This is a classic issue, which I’ve usually heard phrased as the reprimand “you’re looking for a technical solution to a social problem”. I’ve sometimes used it with another of my favorite maxims: “just because you can doesn’t mean you should” — by the way, I’m mildly surprised that no one has said that about this blog.
Just moments prior I’d seen a TV news spot of an actress crouching between two cars in a parking garage while being surrounded by paparazzi who were crawling over the cars like squirming maggots trying to get close ups of her distress — I guess because she was an actress, “she was asking for it”. I’ve often thought how nice it would be to have a small EMP device or intense infrared source that would disable or blind any cameras in a 25-foot radius. So much for technical solutions.

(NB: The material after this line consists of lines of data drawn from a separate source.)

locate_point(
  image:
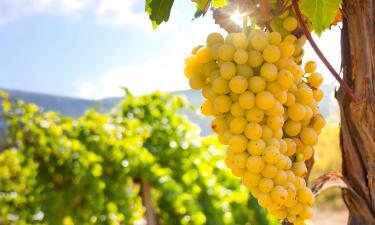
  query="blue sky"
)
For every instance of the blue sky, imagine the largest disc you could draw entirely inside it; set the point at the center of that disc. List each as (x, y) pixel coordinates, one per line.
(89, 48)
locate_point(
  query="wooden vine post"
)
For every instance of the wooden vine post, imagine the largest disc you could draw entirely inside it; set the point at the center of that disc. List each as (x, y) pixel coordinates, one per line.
(357, 136)
(356, 98)
(150, 213)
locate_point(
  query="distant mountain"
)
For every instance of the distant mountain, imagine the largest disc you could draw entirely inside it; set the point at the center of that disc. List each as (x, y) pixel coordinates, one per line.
(76, 107)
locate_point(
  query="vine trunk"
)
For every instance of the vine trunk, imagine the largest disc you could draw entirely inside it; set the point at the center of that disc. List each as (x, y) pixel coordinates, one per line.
(357, 136)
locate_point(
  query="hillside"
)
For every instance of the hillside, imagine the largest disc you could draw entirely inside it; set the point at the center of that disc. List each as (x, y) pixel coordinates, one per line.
(75, 107)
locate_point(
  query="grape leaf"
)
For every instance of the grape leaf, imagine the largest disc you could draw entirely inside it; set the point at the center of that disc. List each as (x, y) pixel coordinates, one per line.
(219, 3)
(158, 11)
(321, 12)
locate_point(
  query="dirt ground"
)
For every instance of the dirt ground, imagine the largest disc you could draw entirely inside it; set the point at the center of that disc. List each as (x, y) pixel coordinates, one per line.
(324, 216)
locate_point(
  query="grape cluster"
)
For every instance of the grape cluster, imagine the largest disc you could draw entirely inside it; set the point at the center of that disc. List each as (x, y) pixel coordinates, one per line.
(265, 109)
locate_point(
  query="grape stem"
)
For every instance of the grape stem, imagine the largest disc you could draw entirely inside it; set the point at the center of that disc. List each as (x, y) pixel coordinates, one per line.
(348, 91)
(264, 7)
(244, 24)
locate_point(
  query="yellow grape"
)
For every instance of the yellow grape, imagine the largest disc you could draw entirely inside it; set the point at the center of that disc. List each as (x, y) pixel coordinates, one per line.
(267, 132)
(239, 159)
(275, 122)
(257, 84)
(265, 185)
(222, 103)
(268, 71)
(274, 38)
(286, 49)
(290, 23)
(226, 52)
(244, 70)
(315, 80)
(281, 177)
(207, 108)
(285, 78)
(255, 164)
(241, 56)
(264, 100)
(196, 82)
(318, 95)
(218, 125)
(310, 67)
(204, 55)
(220, 86)
(251, 180)
(271, 54)
(259, 41)
(238, 84)
(227, 70)
(214, 38)
(256, 147)
(296, 112)
(238, 125)
(271, 155)
(254, 115)
(246, 100)
(255, 58)
(253, 131)
(236, 110)
(279, 194)
(240, 41)
(269, 171)
(238, 143)
(292, 128)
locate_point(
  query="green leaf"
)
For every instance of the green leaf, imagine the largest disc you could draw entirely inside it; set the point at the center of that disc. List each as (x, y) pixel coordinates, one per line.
(219, 3)
(321, 12)
(158, 11)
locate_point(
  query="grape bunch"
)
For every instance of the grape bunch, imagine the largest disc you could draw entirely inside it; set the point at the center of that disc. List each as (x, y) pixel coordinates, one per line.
(265, 110)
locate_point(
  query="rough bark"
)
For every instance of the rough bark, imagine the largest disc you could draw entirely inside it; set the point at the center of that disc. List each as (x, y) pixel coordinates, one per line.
(357, 135)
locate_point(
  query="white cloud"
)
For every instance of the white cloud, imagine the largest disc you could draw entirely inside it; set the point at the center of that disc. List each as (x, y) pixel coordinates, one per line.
(164, 73)
(13, 9)
(159, 74)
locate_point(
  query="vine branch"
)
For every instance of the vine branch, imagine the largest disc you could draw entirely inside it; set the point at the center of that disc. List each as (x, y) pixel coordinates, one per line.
(348, 91)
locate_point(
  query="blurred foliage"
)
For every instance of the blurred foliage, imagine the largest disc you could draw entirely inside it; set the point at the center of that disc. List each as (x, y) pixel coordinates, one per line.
(328, 159)
(59, 170)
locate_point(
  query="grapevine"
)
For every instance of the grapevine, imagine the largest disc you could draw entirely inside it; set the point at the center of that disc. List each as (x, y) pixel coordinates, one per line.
(265, 109)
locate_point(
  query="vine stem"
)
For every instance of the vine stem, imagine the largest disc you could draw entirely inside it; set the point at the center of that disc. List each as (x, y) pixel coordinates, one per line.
(244, 24)
(348, 91)
(264, 13)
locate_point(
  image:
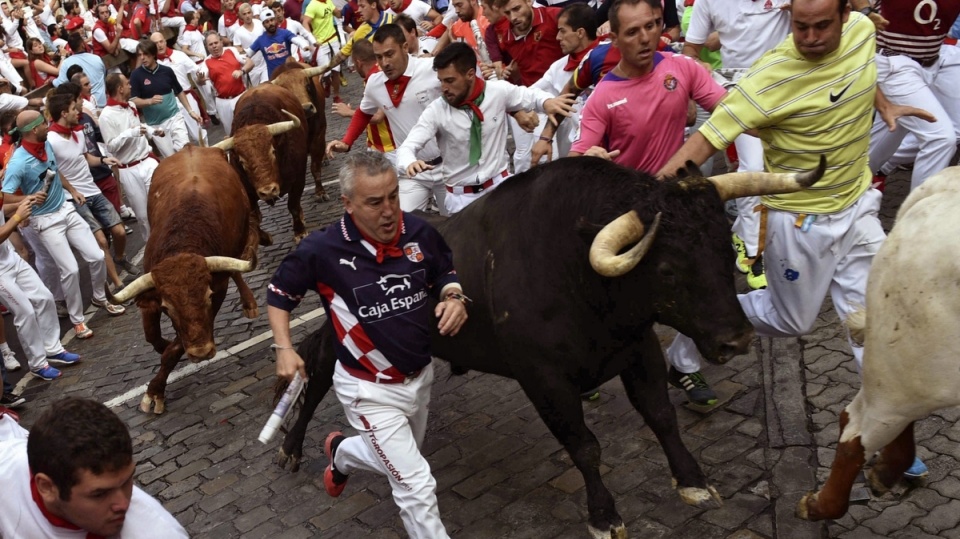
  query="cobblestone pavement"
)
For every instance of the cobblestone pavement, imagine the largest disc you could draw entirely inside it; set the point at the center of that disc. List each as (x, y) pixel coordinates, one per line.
(500, 473)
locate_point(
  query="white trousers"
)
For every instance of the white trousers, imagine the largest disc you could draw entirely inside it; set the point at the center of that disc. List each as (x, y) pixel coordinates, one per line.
(935, 89)
(46, 265)
(225, 108)
(136, 185)
(802, 267)
(60, 231)
(34, 312)
(391, 420)
(174, 139)
(747, 225)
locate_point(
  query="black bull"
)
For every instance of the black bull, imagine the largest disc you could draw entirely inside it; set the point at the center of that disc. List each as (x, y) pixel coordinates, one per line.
(542, 316)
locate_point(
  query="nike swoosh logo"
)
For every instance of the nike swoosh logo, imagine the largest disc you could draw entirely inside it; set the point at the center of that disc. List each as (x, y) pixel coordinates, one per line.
(836, 97)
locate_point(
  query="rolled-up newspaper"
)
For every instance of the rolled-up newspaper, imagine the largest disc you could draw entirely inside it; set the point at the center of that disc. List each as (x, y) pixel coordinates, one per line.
(282, 410)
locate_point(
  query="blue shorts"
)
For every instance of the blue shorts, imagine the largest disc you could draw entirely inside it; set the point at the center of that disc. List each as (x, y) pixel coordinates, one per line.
(98, 212)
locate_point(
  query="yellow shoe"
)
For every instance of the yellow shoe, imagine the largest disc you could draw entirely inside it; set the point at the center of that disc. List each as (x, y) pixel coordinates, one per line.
(741, 248)
(757, 278)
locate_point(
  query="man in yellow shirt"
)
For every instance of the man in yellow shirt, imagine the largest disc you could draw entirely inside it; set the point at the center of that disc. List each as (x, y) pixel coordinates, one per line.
(811, 96)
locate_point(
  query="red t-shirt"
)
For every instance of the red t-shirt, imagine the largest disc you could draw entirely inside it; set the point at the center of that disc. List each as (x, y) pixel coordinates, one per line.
(536, 51)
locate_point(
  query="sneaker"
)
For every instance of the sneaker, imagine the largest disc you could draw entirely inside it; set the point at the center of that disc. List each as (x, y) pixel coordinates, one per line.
(82, 331)
(916, 470)
(741, 248)
(696, 386)
(757, 278)
(46, 373)
(64, 358)
(333, 481)
(112, 310)
(127, 265)
(879, 181)
(12, 401)
(10, 361)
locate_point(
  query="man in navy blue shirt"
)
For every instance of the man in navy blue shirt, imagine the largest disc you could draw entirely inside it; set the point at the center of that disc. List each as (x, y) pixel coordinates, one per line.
(374, 271)
(154, 89)
(275, 44)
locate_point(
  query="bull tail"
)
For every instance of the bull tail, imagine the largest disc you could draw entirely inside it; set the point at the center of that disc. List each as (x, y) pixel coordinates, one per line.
(856, 323)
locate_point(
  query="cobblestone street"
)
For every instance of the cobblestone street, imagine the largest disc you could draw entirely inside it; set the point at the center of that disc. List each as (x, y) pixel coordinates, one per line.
(500, 472)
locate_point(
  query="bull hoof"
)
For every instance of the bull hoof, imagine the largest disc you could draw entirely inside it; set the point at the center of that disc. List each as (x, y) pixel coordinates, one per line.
(614, 532)
(704, 498)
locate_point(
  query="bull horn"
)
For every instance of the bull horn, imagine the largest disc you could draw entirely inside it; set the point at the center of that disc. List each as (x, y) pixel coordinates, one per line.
(623, 230)
(142, 284)
(225, 263)
(283, 127)
(225, 144)
(742, 184)
(314, 71)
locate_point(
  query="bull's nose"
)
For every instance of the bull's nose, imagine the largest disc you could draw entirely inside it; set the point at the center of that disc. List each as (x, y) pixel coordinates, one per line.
(204, 351)
(269, 193)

We’re moving more and more to technical solutions because they’re “easy” (not really) and to avoid being held responsible for decisions (which nowadays may not be irrational, given our litigious society). What that leads to, however, is our sense of social responsibility being replaced with the attitude that anything not explicitly banned and technologically barricaded is perfectly all right and beyond moral judgement. Hmmph. Crotchety mumble. Get off my lawn.

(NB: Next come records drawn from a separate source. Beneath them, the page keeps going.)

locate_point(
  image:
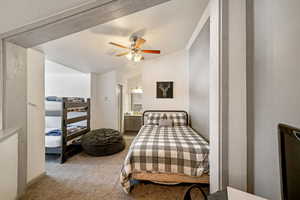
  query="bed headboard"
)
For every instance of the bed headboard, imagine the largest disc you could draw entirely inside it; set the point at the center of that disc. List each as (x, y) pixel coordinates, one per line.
(147, 112)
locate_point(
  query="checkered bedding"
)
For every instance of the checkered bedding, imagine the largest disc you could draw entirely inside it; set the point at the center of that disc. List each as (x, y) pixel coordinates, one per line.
(169, 149)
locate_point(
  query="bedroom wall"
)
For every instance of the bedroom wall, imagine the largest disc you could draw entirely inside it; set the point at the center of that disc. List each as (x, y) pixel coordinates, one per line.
(75, 83)
(273, 86)
(35, 114)
(171, 67)
(9, 168)
(199, 82)
(106, 97)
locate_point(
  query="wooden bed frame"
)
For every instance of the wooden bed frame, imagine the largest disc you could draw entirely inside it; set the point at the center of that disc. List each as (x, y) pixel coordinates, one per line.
(169, 177)
(67, 150)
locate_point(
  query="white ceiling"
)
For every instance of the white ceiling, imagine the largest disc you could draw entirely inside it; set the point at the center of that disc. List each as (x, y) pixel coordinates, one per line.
(166, 27)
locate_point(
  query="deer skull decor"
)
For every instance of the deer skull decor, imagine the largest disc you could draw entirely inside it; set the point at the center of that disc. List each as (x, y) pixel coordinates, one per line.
(164, 90)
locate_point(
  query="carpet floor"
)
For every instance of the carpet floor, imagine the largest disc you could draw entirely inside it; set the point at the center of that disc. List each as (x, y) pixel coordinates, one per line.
(84, 177)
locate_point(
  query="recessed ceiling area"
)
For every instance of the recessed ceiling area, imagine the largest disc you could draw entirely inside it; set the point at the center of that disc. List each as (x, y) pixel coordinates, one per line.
(166, 27)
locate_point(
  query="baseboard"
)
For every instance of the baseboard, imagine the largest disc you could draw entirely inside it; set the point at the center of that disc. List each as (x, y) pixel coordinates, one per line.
(36, 179)
(33, 181)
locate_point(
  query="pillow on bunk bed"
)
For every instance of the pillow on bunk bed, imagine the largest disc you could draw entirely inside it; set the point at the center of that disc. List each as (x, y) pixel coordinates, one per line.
(53, 98)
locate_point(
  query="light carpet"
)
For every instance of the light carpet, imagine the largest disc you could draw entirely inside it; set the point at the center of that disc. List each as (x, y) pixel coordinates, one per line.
(84, 177)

A little more context, if you didn’t follow the links:
In the invisible [costs] category, consider the culture you’re creating. Most of the time, while certain users shouldn’t be committing changes to certain parts of the repository, that social contract doesn’t need to be technologically enforced. Teams can sometimes spontaneously collaborate with each other; someone may want to help someone else out by committing to an area she doesn’t normally work on. By preventing this sort of thing at the server level, you’re setting up barriers to unexpected collaboration. You’re also creating a bunch of rules that need to be maintained as projects develop, new users are added, and so on. It’s a bunch of extra work to maintain.
Remember that this is a version control system! Even if somebody accidentally commits a change to something she shouldn’t, it’s easy to undo the change. And if a user commits to the wrong place with deliberate malice, it’s a social problem anyway, and that the problem needs to be dealt with outside Subversion.